Gabriel Zucman, an economist at the University of California, Berkeley, said it is unclear when a democratic society tips into oligarchy. “Is it when the wealth of the ultrarich exceeds 50% of GDP, as in the US today? 100%? 200%?” Zucman said. “Nobody knows the exact concentration of wealth at which the kinds of plutocratic collapse we have seen in history becomes inevitable.”

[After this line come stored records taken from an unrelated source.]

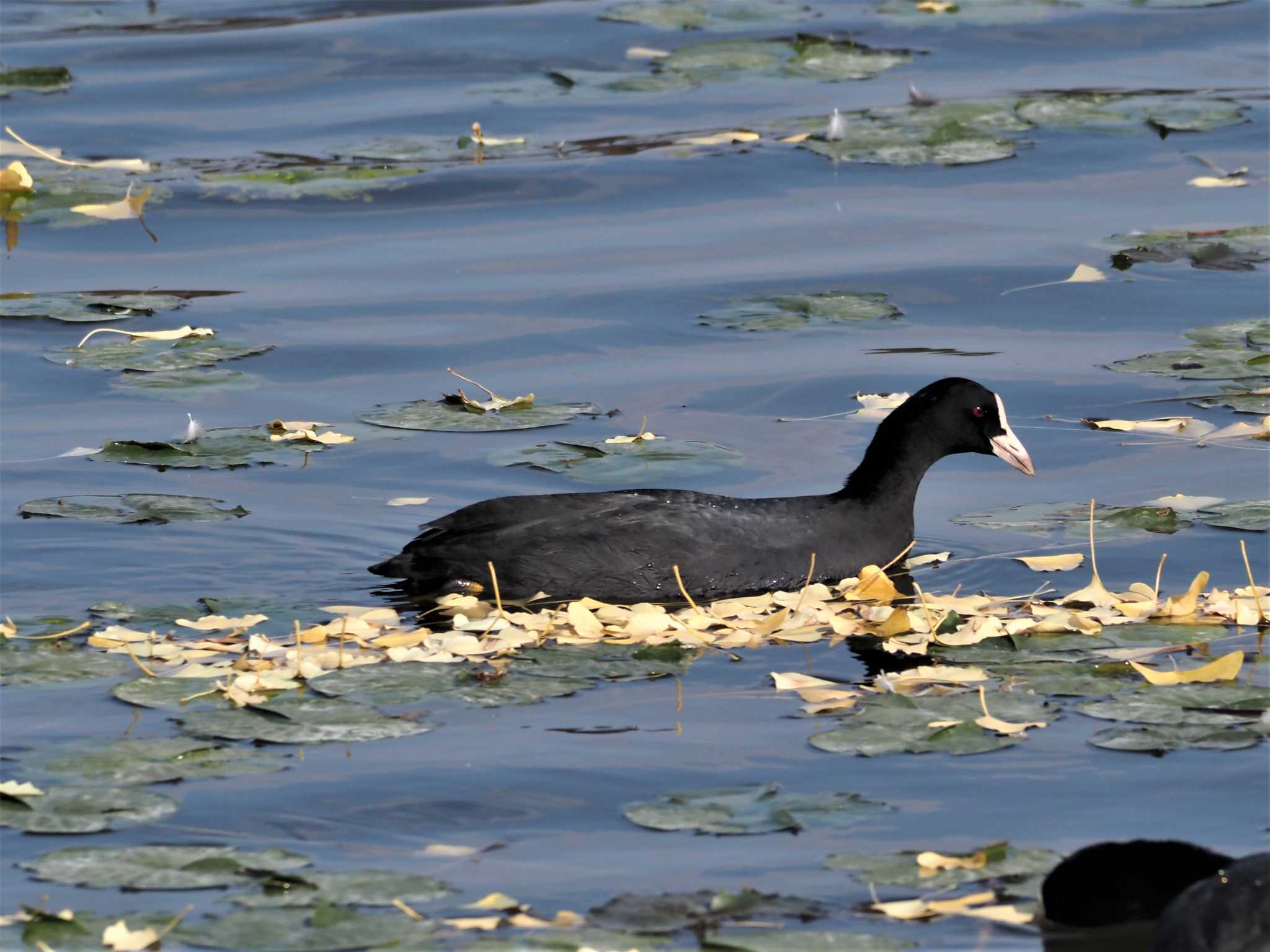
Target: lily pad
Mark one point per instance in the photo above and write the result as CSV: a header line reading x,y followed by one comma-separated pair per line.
x,y
408,683
55,663
358,887
314,720
621,463
793,311
893,724
82,308
1163,738
342,183
1201,705
718,17
1002,861
136,760
748,810
159,867
154,355
1073,518
453,418
1225,249
35,79
134,507
223,447
84,809
671,912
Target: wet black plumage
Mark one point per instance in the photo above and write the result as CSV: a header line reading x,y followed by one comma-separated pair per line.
x,y
621,546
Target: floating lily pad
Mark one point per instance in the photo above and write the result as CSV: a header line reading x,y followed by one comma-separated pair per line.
x,y
358,887
621,463
335,182
1161,739
748,810
1108,112
453,418
1073,518
218,448
1225,249
408,683
134,507
311,720
135,760
158,867
154,355
793,311
1249,514
55,663
84,809
35,79
892,724
1002,861
671,912
81,308
1202,705
694,14
187,385
962,132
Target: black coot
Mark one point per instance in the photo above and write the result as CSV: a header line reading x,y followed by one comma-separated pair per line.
x,y
623,546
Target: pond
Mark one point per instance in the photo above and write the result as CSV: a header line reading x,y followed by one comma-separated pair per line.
x,y
654,221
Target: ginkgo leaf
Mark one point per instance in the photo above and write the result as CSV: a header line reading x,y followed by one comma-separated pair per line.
x,y
1225,668
1083,275
1053,564
175,334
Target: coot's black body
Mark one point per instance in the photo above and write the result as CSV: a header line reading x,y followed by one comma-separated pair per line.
x,y
623,546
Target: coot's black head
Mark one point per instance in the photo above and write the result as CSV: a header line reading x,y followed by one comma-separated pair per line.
x,y
957,416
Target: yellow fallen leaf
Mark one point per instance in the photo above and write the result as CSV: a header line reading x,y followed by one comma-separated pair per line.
x,y
1225,668
187,332
793,681
121,938
1053,564
13,789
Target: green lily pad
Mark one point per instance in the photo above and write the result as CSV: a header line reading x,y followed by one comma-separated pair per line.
x,y
311,720
136,760
1227,249
1161,739
902,870
893,724
154,355
453,418
1201,705
84,809
1073,518
804,941
694,14
1248,514
158,867
407,683
218,448
342,183
187,385
35,79
358,887
621,463
748,810
671,912
1108,112
134,507
793,311
55,663
82,308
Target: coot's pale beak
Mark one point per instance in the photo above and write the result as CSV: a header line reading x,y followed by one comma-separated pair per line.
x,y
1009,447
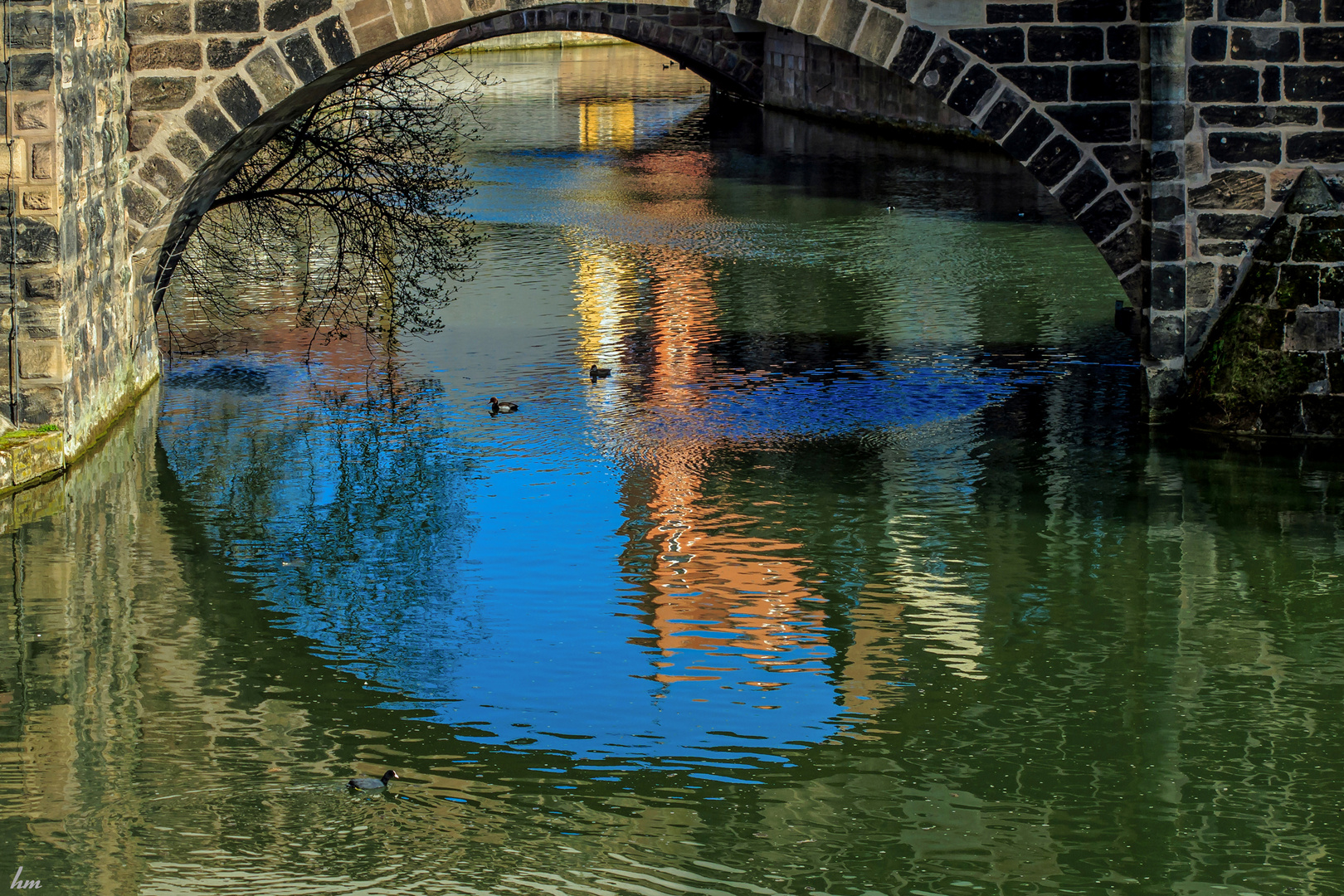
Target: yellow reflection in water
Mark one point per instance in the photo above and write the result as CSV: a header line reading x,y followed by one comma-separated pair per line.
x,y
606,125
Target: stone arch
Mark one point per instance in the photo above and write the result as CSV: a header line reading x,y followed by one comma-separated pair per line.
x,y
1074,123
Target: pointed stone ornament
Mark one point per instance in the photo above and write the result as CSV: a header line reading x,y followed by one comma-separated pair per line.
x,y
1311,195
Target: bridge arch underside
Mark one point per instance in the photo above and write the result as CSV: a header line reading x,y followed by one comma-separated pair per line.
x,y
191,134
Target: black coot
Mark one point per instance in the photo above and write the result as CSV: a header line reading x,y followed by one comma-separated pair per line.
x,y
373,783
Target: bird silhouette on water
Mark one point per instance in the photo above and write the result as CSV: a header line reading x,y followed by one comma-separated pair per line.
x,y
373,783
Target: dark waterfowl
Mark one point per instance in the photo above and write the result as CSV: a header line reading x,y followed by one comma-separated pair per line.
x,y
373,783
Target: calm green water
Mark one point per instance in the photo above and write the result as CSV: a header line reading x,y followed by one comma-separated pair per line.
x,y
855,577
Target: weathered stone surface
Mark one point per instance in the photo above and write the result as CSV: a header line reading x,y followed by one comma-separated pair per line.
x,y
28,28
32,114
32,71
1230,190
1096,123
992,45
155,93
218,17
1040,84
222,52
1047,43
270,77
153,19
166,54
284,15
1244,147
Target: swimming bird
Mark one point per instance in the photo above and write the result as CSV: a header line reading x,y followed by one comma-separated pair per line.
x,y
373,783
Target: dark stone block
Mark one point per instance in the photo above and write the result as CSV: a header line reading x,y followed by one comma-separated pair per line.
x,y
1313,84
1316,147
1105,217
1042,84
1027,136
149,93
992,45
1001,12
1301,285
1277,243
1320,240
1083,187
1209,43
28,30
1270,45
222,52
303,56
941,71
1003,116
1124,163
1253,10
141,204
972,89
1098,123
914,47
147,19
1224,84
1238,147
1171,119
238,101
1050,43
1090,10
227,15
187,151
1122,42
210,124
1055,158
1168,288
1231,226
1304,10
1122,250
1166,336
335,41
1093,84
1166,207
1322,45
1270,90
288,14
32,71
1230,190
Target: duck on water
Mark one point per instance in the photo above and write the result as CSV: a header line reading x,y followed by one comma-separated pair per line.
x,y
373,783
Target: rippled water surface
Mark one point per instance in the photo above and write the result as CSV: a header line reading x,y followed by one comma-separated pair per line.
x,y
855,577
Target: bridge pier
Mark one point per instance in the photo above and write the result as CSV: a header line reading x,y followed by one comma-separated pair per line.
x,y
80,342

Daniel Mandell, emeritus professor of history at Truman State University, said the national debate could signal change. “Will the current awareness of the dangers of this yawning economic chasm, spotlighted by the outrageous behavior of ‘tech bros’ like Elon Musk with his $1tn, lead to policy changes? I hope so,” Mandell said. “The US’s foundational democratic ideal included the warning that great wealth, especially in politics, was toxic for the republic.”

Starbucks and SpaceX did not respond to multiple requests for comment, the Guardian reported.